Wednesday, May 13, 2009

Creating a corpus of first year university academic writing

Preparing my corpus

This past Friday I presented at the British Columbia Teachers of English as an Additional Language (BC TEAL) conference. The topic was “Comparing non-native and native English undergraduate vocabulary in writing”. The first part of my talk dealt with the creation of the corpus that I used for my analyses.

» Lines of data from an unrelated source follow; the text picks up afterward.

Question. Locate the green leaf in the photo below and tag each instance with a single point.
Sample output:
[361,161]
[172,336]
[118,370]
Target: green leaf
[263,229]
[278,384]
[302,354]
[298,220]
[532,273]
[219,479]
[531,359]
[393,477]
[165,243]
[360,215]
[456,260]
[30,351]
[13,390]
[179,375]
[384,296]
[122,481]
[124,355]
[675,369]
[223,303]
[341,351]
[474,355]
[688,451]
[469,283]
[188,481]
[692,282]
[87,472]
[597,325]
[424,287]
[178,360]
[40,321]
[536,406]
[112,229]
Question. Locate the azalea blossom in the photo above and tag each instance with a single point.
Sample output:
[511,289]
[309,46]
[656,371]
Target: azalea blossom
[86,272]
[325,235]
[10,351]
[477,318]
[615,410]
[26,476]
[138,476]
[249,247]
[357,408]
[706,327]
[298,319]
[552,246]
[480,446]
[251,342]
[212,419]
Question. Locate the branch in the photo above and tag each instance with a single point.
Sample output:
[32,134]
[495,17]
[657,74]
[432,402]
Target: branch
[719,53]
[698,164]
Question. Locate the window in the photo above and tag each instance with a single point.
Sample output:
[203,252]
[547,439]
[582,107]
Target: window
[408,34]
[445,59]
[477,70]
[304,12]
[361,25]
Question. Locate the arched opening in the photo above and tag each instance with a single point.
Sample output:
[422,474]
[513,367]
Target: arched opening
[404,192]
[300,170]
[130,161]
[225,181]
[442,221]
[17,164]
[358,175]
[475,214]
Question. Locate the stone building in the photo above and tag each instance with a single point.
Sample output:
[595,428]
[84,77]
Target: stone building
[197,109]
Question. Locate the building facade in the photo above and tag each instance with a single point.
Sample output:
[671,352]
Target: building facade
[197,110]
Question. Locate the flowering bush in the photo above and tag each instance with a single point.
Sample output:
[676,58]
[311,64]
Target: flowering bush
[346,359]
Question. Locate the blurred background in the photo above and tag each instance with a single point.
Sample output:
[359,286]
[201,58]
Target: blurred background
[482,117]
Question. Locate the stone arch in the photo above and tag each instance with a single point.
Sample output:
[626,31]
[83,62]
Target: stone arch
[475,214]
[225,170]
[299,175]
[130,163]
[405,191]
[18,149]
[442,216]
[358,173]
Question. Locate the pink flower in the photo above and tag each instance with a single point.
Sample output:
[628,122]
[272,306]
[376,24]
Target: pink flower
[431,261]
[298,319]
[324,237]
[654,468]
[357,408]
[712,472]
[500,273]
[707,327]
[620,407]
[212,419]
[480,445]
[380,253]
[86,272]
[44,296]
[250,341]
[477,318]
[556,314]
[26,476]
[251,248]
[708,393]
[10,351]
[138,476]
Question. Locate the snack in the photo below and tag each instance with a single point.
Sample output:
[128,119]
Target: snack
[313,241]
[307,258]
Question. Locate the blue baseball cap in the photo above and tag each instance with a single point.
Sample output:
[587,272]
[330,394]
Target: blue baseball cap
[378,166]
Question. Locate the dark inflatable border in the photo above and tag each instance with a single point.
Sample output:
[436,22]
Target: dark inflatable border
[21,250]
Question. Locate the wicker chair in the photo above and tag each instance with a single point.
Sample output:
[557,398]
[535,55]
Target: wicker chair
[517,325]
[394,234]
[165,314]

The focus of my presentation was on what lexical frequency based analyses reveal about active vocabulary breadth of knowledge in novice native English speaking (NS) and non-native English speaking (NNES) undergraduate writing. By novice, I mean I am looking at first year students at the University of Calgary who have not yet passed the Effective Writing Proficiency Requirement (

In order to investigate this question, I’ve gathered a corpus of writing, which I’m calling the Effective Writing Corpus. The writing samples in the corpus come from the Alberta Universities’ Writing Competence Test, also called, the Effective Writing Test (EWT). The EWT is a test administered to first year university students at the University of Calgary, the University of Lethbridge and Athabasca University. The test is designed to look for university level writing competence, and it is administered to all students who are entering university with less than a score of 75% on the English Language Arts 30-1 Diploma exam, or less than a blended grade of 80% on the blended grade of the diploma exam and the class score (50-50 split). Students who enter university with higher scores than these are exempt from the EWT. There are also other ways students are exempt, such as achieving a score of B- in a first year English course ( In total the test is sat approximately 2250 times each year, with some of those sittings being repeated attempts to pass the test by the same students.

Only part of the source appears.